What does this mean in practice? Using async checkpointing may result in a recovery point further back in time. This significantly reduces the reliability of checkpoints and increases the risk of lost training progress. The value of synchronous, consistent checkpointing cannot be overstated – something that parallel file systems have been optimized for over decades.

Blocks & Files: How are you optimizing VDURA storage?

Ken Claffey: Rather than framing the debate as “file vs object,” VDURA has built a solution that integrates:

  • A high-performance object store to handle large-scale data ingestion and archival efficiently.
  • A fully parallel file system front-end to optimize AI model training with low-latency, high-bandwidth access.
  • A distributed key-value store to accelerate metadata lookups, vector indexing, and inferencing.
  • A high-performance S3 interface ensuring multi-protocol access across AI workflows.

This architecture addresses Lockwood’s concerns while also meeting the needs of enterprises that demand the highest levels of performance and scalability. While object storage plays a key role, dismissing parallel file systems entirely ignores the practical realities of AI training at scale.

Blocks & Files: How do you see the future for AI storage?

Ken Claffey: Denworth and Lockwood both make strong cases for object storage, but they downplay the performance-critical aspects of AI training. The future of AI storage is hybrid:

  • Parallel file systems provide the speed and efficiency necessary for training.
  • Object storage is useful for archival, sharing, and retrieval workloads.
  • Multi-protocol solutions bridge the gap, but that doesn’t mean file systems are obsolete – far from it.
  • High-performance distributed key-value stores enhance metadata management and indexing, further optimizing AI workflows.
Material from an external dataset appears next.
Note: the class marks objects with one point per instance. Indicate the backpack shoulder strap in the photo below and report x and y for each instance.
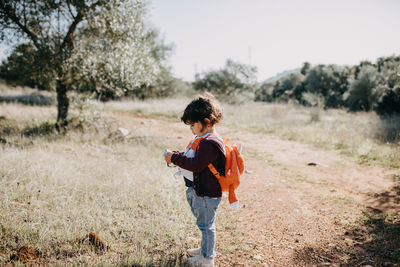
(214, 171)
VDURA’s approach acknowledges this reality: a high-performance object store at its core, a fully parallel file system front-end, an integrated key-value store, and a high-performance S3 interface – all working together to deliver unmatched efficiency for AI and HPC workloads. Unlike VAST’s claim that object storage alone is the future, we recognize that AI training at scale requires the best of all storage paradigms.

Enterprises deploying AI at scale need a storage infrastructure that actually meets performance requirements, not just theoretical flexibility. While object storage plays a role, parallel file systems remain the backbone of high-performance AI infrastructure, delivering the speed, consistency, and scale that today’s AI workloads demand.

The industry isn’t moving away from file systems – it’s evolving to embrace the best combination of technologies. The question isn’t “file or object,” but rather, “how do we best optimize?” At VDURA, we’re building the future of AI storage with this balance in mind.